FGM has been categorised into 4 types, ranging from a symbolic pricking to the clitoris, to the removal of the clitoris and virginal lips or sealing of the vaginal opening.

It is estimated that across the world between 100 and 140 million women and girls have undergone FGM. Most of the females affected live in 28 African countries with some also from parts of the Middle East and Asia. Due to international migration, the practice has spread to other countries, including the UK.

FGM generally takes place between birth and the age of 14 years. Most often it is conducted between the ages of 5 and 8 years old.

Different communities have different names for FGM:

Chad-the Ngama Bagne
Egypt Thara/Khitan/Khifad
Ethiopia Megrez / Absum
Eritrea Mekhnishab
Gambia Niaka / Kuyango / Musolula Karoola
Guinea-Bissau Fanadu di Mindjer / Fanadu di Oni
Kenya Kutairi / Kutairi was ichana
Nigeria Ibi / Ugwu / Sunna
Sierra Leone Sunna / Bondo / Sonde
Somalia Gudiniin / Halalays / Qodiin
Sudan Khifad / Tahoor

Why is FGM undertaken?

FGM is usually arranged by the girls’ parents or her extended family. Social and cultural reasons are sometimes given as the reason for carrying out FGM. FGM may be seen as a way of protecting family honour, preserving tradition, ensuring a woman’s chastity or being preparation for marriage. It is often seen by the family as an act of love, rather than cruelty. However, FGM is child abuse. It is a violation of the human rights of women and has long term emotional and physical consequences. It has been illegal in the UK for over 30 years.

In some cultures it is believed that the procedure is a religious requirement. However, neither the Bible nor the Koran support this practice. It is not a requirement of Christian or Islamic faith and is not condoned by Christian or Islamic teaching and beliefs.

FGM and the Law

FGM is against the law in the UK. It is also against the law for UK nationals or permanent UK residents to take their child abroad to have FGM. The maximum penalty for committing FGM or aiding the offence is 14 years in prison.

In addition, under the Serious Crime Act 2015, a new offence of ‘failing to protect a girl’ was introduced. This means if FGM is carried out against a girl under the age of 16, each person who was responsible for the girl at the time the FGM occurred will be liable for prosecution under this new offence.

FGM Protection Orders can be used to protect girls at risk of FGM. Breaching an FGM Protection Order is a criminal offence with a maximum sentence of 5 years imprisonment.

Heath implications

FGM is often carried out without anaesthetic and usually by a woman with no formal medical training using a knife or razor.
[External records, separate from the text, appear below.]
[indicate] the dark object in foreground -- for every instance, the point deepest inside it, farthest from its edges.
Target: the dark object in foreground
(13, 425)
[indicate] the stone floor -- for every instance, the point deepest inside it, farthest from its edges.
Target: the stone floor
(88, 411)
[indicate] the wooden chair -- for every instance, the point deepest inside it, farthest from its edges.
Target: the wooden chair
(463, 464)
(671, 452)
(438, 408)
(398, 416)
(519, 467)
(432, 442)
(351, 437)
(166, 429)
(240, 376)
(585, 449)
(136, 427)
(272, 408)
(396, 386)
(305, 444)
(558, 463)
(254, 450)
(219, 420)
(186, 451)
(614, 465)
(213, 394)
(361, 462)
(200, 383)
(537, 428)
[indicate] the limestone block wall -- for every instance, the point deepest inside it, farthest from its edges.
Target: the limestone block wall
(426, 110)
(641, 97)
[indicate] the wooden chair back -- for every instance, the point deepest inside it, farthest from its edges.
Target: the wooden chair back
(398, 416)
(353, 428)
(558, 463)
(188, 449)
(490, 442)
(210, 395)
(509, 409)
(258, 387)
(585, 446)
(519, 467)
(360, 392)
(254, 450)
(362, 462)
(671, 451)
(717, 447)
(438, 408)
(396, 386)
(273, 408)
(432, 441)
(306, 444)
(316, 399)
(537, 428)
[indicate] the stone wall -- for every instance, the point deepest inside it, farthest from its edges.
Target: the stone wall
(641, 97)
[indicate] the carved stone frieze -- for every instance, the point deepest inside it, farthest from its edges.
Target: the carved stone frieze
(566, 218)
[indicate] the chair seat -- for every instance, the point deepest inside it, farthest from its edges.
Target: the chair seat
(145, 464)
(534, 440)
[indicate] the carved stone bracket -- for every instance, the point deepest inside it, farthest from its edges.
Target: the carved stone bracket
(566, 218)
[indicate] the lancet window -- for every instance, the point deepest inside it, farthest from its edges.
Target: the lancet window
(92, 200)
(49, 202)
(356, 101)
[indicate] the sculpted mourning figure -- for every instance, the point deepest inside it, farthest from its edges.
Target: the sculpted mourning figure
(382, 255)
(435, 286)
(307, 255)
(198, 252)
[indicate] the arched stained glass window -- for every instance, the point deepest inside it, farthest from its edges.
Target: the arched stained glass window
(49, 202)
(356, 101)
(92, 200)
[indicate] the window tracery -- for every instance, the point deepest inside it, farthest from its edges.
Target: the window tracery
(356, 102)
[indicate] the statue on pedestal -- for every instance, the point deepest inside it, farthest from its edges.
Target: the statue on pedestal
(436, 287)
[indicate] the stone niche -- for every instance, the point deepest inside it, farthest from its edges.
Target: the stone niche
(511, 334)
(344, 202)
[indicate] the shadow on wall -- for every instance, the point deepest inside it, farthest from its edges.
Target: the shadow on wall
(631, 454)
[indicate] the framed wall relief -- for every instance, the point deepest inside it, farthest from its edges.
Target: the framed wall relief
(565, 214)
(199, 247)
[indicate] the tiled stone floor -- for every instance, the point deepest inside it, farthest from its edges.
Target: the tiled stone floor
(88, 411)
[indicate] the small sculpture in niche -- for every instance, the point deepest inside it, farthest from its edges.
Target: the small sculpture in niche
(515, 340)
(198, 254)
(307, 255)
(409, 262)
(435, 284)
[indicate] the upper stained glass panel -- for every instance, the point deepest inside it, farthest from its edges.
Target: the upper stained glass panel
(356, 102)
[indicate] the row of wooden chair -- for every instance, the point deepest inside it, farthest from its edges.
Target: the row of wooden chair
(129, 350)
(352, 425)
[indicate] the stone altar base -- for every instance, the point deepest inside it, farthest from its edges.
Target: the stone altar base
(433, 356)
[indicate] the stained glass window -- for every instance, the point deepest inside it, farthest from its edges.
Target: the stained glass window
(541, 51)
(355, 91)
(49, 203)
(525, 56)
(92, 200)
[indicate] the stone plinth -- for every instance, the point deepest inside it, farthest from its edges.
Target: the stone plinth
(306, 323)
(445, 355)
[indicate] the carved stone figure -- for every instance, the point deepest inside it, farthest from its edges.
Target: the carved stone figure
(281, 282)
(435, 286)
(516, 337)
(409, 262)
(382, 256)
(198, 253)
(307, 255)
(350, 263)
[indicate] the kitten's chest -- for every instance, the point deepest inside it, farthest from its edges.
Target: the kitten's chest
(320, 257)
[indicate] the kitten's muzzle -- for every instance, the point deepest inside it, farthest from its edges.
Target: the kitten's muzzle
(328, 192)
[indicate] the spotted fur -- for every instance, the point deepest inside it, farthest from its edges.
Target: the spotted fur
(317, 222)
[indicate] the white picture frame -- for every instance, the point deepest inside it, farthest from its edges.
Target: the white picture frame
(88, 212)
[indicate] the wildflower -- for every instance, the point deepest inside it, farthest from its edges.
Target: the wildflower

Short term implications include:

  • Severe pain and shock
  • Excessive bleeding
  • Difficulty going to the toilet due to swelling and pain
  • Infection

Long term risks include

  • Chronic pain
  • Infection, particularly of the reproductive and urinary tracts
  • Abscesses, painful cysts or keloids (excessive scar tissue formed at the site of the cutting)
  • Menstrual (period) problems
  • Difficulties when giving birth and danger to the new born baby
  • Increased risk of HIV infection due to the risk of bleeding during intercourse
  • Psychological consequences such as anxiety, depression, memory loss or post-traumatic stress disorder.

Because FGM is illegal, women and girls who develop health problems after having FGM may avoid hospitals and doctors. However, the health consequences of FGM can be very serious, so it is important that victims seek help from a trained professional.

What can I do if I am worried a child is at risk?

Warning signs may include:

  • Girls and women from practising FGM countries talking about holidays where they will ‘become a woman’ or ‘become just like my mum and sister’.
  • Girls who have had FGM may avoid exercise, ask to go to the toilet more often, find it hard to sit still for long periods or may have further time off school.

If you are worried, you can contact the NSPCC FGM Helpline. It operates 24/7, and is staffed by specially trained counsellors who can offer advice, information, and assistance.
Phone: 0800 028 3550 (free of charge)               Email: fgmhelp@nspcc.org.uk

If there is immediate risk or serious harm to a child, then please call the Police on 999.